Working with Regular Expression to fetch PO Number

Hi Folks,

I am new to UiPath / Regular Expressions. If anybody can help, would highly appreciate.
Customers send their orders in pdf which I am converting to text and trying to extract the PO Numbers…all customers have their own way of sending the PO Numbers.

Below is my RegEx
(P.O. NUMBER|P/O Number|Purchase Order No.|P.O. NUMBER|PURCHASE ORDER NO.|PURCHASE ORDER NO|PO Number|Purchase Order|P.O.|PO\W)(?!.Box|BOX)(?!.Total|TOTAL)(\s?#?:?\s?)(.+)

1st Group – P.O. NUMBER|P/O Number etc. filters text starting with PO Number etc.
2nd & 3rd Group – (?!.Box|BOX)(?!.Total|TOTAL) - should not select PO Box or PO Total
4th Group - (\s
?#?:?\s
?) - Any special character after PO Number like PO Number # or PO Number :
5th Group - (.+) - Anything after the special characters, actual PO Numbers - 1234

Issue is - this Regular Expression is filtering few words - PROX / PADUCAH / PAOUCAH

These words are present in pdf files but not sure why are these getting selected.

Thanks in advance if somebody can help.

Regards,
Sushil

Here is how the lines look like

image

image

Can you provide the sample input for this?
Like from which statement in PDF what exactly you want to extract?

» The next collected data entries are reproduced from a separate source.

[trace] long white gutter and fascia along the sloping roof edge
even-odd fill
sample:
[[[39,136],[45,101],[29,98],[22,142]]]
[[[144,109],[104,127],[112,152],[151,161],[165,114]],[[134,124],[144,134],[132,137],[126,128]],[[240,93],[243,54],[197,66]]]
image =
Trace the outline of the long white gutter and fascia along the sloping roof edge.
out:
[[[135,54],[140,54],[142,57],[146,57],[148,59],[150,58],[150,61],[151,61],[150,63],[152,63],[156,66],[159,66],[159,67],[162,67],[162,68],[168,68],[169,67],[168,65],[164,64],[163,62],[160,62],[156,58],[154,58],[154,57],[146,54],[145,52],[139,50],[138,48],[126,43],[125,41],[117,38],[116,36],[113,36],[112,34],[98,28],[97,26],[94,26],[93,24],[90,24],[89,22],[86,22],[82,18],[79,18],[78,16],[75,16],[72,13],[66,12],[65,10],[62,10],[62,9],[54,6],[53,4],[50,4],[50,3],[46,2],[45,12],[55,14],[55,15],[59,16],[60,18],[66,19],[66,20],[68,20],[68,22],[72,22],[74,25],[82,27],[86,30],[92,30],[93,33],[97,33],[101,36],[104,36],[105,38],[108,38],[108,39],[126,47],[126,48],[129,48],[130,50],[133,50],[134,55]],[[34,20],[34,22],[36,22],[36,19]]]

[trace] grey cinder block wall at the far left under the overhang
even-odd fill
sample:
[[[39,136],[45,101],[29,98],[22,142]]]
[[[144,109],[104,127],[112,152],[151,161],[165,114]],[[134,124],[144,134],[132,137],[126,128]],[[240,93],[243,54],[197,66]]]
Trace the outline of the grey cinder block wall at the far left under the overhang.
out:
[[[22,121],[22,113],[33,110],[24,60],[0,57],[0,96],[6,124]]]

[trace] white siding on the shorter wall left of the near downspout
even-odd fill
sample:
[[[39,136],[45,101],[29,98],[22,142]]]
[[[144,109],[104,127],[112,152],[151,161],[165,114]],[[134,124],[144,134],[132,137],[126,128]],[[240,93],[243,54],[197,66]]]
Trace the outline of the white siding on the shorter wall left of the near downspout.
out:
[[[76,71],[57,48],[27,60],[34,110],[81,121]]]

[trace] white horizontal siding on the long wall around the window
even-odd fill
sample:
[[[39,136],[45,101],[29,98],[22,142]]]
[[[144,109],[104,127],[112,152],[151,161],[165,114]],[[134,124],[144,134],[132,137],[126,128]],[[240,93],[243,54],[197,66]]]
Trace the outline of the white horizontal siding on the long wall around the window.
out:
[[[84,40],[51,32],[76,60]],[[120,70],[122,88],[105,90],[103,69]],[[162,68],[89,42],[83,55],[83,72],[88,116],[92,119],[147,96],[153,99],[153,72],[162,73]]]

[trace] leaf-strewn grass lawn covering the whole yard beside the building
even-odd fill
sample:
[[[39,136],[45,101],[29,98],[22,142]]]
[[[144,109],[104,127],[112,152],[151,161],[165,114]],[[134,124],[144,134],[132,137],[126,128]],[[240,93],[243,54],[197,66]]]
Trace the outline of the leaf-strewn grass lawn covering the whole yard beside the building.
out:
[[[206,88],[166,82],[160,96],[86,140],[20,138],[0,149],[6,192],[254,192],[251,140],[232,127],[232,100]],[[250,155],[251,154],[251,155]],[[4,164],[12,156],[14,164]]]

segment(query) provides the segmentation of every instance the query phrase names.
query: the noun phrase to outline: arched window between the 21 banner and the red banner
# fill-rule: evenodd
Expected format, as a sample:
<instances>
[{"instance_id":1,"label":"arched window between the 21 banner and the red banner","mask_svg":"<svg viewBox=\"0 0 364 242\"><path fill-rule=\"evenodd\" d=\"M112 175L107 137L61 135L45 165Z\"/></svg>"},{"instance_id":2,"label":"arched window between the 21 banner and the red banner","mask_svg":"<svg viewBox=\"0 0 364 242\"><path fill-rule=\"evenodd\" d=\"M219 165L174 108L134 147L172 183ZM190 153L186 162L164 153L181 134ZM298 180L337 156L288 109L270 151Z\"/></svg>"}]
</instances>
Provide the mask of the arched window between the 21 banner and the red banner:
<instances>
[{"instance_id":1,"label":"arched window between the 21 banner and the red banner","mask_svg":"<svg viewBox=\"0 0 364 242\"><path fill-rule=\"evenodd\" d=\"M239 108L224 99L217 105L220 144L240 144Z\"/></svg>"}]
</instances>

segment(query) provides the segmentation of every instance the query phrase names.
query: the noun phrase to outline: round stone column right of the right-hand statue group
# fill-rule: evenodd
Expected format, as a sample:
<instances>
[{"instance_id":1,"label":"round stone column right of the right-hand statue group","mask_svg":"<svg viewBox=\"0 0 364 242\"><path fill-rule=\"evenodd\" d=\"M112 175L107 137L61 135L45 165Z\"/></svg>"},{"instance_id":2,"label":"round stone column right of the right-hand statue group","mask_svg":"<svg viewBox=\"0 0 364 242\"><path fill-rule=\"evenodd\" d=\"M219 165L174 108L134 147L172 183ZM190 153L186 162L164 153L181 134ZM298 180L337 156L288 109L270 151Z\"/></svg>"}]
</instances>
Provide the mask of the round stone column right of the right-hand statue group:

That would help to debug your regex.

I am passing each line of pdf (one at a time) into the RegEx expression. So the input of RegEx is nothing but a text line which I showed in the screenshot above. In text format - below are the lines…

CITY NAME, STATE 40051 * PAOUCAH, STATE H2003 *
PREPAID/ALLOWED 2% 10 PROX NET 45 DAYS

you just need to extract H2003?

Ohh I was extracting text like PO Number: 123 or P/O No. #356.
All those PO Numbers were getting selected but some extra words were also getting selected like I mentioned - PROX / PAOUCAH etc.

Figured it out after spending whole day in it :frowning:
Thanks for the revert though
Still testing the modified RegEx
All it needed was a backslash "" wherever there was a dot “.” in Group 1
Below is the new RegEx
(P.O. NUMBER|P/O Number|Purchase Order No.|P.O. NUMBER|PURCHASE ORDER NO.|PURCHASE ORDER NO|PO Number|Purchase Order|P.O.|PO\W)(?!.Box|BOX)(?!.Total|TOTAL)(\s?#?:?\s?)(.+)

1 Like

Backslash doesnt get shown in the typed text here

1 Like

Can you help me? I also want to extract PO number.